After Starbucks announced its straw ban, debate and discussion rightfully swarmed the internet. Environmental activists celebrated a victory while the disabled community criticized the ban for its ableist slant.

Consumers everywhere formulated and voiced their opinions on social media. In the midst of the endless opinions, though, it is clear that action is required to address widespread plastic pollution.

Plastic, particularly single-use plastic, seems to be one of the most insidious pollutants that exist. According to the National Oceanic and Atmospheric Administration, plastic does not disappear, especially in the ocean. Instead, it degrades into small particles, referred to as microplastics, that affect not only the immediate wildlife but also trickle into our food and water.

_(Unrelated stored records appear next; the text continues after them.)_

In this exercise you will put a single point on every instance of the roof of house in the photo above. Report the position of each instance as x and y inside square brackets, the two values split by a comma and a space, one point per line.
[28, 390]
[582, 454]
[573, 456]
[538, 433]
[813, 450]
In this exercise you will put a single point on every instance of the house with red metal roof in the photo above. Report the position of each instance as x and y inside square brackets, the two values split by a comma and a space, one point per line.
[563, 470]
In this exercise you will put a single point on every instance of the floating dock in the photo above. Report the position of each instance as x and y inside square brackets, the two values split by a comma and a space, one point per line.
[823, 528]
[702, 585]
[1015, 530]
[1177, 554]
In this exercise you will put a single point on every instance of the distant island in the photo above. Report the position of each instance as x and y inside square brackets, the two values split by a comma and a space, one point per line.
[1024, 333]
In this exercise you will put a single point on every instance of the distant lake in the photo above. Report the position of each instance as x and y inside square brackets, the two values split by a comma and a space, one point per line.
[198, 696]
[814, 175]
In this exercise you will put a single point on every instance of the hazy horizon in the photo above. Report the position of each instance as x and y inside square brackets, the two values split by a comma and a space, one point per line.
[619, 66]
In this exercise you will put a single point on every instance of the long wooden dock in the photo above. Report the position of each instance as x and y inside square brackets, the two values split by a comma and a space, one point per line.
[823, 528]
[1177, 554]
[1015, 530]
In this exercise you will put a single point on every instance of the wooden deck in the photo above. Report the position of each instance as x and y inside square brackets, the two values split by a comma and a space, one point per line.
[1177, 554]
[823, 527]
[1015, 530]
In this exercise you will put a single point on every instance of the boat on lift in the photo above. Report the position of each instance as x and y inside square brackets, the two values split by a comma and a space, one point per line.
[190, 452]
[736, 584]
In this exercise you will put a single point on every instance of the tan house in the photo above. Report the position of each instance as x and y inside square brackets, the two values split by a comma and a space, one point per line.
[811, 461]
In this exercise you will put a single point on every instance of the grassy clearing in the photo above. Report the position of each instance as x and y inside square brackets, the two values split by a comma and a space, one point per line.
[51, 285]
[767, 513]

Experts estimate the lifespan of plastic in landfills to range somewhere between 500 to 1000 years, meaning that in either case, plastic remains in our environment for an extremely long time. Meanwhile, only 9% of all plastic is recycled, leaving the vast majority to accumulate in landfills and the ocean.

A smaller victory like banning straws could pave the way for more responsible plastic use and recycling. Campaigns urging consumers to forego straw use, such as #StopSucking, has gained traction, leading to grassroots efforts of eliminating plastic straws.

Environmental activist Saanya Bhargava is a rising high school senior who started her own strawless movement in Austin, Texas, through impact.gravitas, a youth organization she founded to decrease ocean plastic pollution.

Saanya Bhargava wearing a light blue long sleeved shirt with a brown belt and white slacks standing in a multi-lighted room with one of her hands raised with her finger pointed up while smiling.

Source: Saanya Bhargava

“Banning plastic straws is just one part, but it’s a step in the right direction. One of the biggest alternatives [to plastic straws] is paper. I work very closely with a company who is making biodegradable straws to be catered directly to restaurants,” she said.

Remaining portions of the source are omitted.